Canon Asks for Patent for Telling IBIS Which Subject to Stabilize

Jun 25, 2021 | Bodies, Canon, Discussion, News, Patents, Software, Stabilization

With a technology that plays into Canon’s upcoming focus point eye-tracking to be released with the new R3 camera, Canon applied for a patent (Japanese), covered by, that would integrate this sort of area-of-attention information with the in-body image stabilization (IBIS) system. Where normally, IBIS systems merely attempt to stabilize relative to the stationary ground, this technology would allow for the recognition that the subject was moving, and then make the sensor track that subject and stabilize relatively for that subject.

Canon’s R3 is to come out with a viewfinder sensor that tracks the photographer’s pupil to make a good guess at what that camera operator wishes to photograph. This results in a focus point selection that moves with a user-tracked object, not simply an object identified by a deep learning algorithm and chased – as is the case with all of the most recent top-end camera offerings.

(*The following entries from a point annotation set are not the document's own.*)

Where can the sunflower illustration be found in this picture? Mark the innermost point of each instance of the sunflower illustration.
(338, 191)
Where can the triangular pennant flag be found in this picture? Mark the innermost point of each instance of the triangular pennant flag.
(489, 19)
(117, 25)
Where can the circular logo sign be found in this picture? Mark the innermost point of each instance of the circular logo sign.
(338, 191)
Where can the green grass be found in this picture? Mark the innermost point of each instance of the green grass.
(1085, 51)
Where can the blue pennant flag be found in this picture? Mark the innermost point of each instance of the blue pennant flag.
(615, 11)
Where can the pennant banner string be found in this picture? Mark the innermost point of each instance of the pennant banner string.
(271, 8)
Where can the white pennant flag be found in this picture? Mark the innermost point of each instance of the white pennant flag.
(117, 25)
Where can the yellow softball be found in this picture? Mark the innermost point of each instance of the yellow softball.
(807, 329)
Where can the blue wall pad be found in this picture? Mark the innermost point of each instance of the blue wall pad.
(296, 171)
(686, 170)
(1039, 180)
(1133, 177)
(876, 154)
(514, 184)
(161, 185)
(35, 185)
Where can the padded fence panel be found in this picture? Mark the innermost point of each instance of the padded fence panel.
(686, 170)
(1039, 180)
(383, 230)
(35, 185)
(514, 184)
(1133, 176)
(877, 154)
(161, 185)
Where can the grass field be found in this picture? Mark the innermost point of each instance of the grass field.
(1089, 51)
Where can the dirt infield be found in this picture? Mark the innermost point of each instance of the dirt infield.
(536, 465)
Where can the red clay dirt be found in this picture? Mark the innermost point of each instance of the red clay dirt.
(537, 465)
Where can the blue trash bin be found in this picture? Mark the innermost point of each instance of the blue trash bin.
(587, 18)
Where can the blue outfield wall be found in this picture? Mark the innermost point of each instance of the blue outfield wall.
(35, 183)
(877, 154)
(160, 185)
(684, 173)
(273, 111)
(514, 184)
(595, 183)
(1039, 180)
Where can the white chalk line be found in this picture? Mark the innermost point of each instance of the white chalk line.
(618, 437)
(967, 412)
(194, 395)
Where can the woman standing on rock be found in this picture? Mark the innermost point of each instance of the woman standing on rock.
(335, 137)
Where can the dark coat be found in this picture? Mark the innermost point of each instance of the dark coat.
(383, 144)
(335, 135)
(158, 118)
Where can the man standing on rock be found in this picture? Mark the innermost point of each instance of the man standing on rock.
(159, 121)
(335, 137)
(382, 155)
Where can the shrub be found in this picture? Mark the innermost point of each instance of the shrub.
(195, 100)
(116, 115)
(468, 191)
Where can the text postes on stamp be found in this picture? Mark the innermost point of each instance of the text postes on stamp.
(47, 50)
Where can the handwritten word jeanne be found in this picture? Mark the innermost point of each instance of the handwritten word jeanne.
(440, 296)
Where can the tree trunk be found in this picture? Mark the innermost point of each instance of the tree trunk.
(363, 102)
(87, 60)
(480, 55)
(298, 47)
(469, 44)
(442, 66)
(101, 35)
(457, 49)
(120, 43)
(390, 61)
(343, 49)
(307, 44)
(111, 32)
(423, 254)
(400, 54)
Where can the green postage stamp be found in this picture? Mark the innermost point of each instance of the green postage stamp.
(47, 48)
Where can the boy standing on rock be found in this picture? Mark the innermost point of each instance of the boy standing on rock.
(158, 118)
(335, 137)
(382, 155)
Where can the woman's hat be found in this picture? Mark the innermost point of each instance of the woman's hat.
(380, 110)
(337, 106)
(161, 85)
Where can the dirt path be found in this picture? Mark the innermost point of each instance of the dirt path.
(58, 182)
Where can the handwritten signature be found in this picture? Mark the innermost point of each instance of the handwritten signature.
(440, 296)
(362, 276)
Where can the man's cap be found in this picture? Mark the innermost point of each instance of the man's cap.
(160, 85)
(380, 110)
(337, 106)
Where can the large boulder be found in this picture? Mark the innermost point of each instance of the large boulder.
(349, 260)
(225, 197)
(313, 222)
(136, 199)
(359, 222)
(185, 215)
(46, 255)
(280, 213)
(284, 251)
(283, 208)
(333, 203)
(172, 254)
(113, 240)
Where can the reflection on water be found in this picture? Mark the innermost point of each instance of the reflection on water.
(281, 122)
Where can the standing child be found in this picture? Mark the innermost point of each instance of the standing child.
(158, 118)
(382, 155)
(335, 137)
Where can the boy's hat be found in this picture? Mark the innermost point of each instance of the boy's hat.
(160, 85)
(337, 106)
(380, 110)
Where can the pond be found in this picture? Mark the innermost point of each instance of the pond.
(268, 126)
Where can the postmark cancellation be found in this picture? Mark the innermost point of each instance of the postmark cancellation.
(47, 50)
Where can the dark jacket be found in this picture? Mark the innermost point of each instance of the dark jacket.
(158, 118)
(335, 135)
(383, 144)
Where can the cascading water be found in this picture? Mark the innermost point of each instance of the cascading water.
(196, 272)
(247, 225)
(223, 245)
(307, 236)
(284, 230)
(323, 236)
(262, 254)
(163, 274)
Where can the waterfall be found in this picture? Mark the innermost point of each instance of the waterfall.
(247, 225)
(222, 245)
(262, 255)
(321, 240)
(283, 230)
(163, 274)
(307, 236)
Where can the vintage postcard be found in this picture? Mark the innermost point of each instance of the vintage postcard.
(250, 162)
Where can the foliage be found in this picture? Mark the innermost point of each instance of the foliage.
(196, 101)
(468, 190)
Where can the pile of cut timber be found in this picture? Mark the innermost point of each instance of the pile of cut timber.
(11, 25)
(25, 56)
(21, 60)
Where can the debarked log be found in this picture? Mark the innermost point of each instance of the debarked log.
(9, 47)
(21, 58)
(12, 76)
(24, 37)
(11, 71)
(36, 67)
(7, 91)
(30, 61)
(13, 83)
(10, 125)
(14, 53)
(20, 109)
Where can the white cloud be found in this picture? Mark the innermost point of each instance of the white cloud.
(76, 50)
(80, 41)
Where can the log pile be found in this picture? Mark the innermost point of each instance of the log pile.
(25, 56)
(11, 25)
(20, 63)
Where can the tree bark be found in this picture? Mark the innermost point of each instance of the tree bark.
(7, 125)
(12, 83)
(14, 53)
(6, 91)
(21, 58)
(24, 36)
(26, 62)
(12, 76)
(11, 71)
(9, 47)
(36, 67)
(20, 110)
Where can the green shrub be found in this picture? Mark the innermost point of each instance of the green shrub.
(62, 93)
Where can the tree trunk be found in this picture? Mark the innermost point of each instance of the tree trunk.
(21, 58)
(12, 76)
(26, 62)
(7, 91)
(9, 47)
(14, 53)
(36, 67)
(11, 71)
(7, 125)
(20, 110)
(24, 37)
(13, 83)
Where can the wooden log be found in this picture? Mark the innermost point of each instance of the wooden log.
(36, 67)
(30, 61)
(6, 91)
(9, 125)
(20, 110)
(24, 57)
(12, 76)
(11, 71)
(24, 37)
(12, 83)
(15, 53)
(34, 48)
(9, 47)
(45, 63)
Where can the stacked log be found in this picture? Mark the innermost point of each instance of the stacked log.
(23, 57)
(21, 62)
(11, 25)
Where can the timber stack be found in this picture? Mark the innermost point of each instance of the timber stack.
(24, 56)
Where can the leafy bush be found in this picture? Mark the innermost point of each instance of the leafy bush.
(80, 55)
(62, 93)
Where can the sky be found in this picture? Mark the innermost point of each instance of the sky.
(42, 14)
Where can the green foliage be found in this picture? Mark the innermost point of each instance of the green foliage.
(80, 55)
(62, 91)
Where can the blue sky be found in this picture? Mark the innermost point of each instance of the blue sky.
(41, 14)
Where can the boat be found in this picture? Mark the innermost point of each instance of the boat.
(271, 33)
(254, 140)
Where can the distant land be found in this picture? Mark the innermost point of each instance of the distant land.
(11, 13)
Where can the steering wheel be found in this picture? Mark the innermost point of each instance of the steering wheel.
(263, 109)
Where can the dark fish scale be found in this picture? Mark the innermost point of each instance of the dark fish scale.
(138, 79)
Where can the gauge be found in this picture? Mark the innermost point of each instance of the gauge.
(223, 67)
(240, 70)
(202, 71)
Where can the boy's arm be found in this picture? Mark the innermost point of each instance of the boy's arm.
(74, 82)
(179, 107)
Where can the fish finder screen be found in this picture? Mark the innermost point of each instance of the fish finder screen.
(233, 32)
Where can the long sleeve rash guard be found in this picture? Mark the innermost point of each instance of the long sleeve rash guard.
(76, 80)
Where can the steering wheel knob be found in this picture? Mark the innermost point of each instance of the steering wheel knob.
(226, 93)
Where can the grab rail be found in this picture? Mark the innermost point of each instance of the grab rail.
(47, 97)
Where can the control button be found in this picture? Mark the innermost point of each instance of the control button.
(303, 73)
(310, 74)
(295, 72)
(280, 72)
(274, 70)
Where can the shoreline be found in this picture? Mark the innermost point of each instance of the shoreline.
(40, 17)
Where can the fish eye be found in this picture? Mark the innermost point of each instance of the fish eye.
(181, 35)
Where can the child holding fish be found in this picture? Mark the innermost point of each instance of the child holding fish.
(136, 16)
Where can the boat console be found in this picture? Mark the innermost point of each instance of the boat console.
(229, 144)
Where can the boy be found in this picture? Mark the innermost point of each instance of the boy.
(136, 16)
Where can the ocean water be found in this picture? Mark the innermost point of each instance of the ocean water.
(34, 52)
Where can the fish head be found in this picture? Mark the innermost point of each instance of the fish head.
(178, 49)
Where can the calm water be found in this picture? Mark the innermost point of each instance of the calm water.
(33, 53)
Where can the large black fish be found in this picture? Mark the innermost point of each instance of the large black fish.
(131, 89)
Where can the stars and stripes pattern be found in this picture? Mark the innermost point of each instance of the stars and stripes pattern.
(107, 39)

IBIS typically is useful for slow or still objects, because it has always been – to date – focused on stabilizing the image relative to a theoretical fixed point of reference. The exception has been where “mode 2” panning settings may allow for IBIS to turn off for the axis in which the camera is being panned. With the new technology, the IBIS would not turn off, but would instead calculate what it would need to do on that axis to perfect the panning rate, and then send signals to the hardware behind the sensor that shifts its angle very slightly to accommodate those adjustments.

The end product would theoretically render sharp extremely fast selected objects, and create a “panning effect” through the rest of the frame. Visually, this could lead to some types of pictures photographers haven’t been able to capture to date. For instance, a picture taken with a slow shutter speed, focusing on one player on a distant soccer field, could draw a viewer’s eye to an individual player because even with a slow shutter speed, the distance would allow for a relatively large sensor angle of view movement to keep that player in focus. Think of the Flash series, where the superhero would become a blur around a still background of other actors; except it would be reversed, so that the subject would appear clear among a set of blurred people and objects.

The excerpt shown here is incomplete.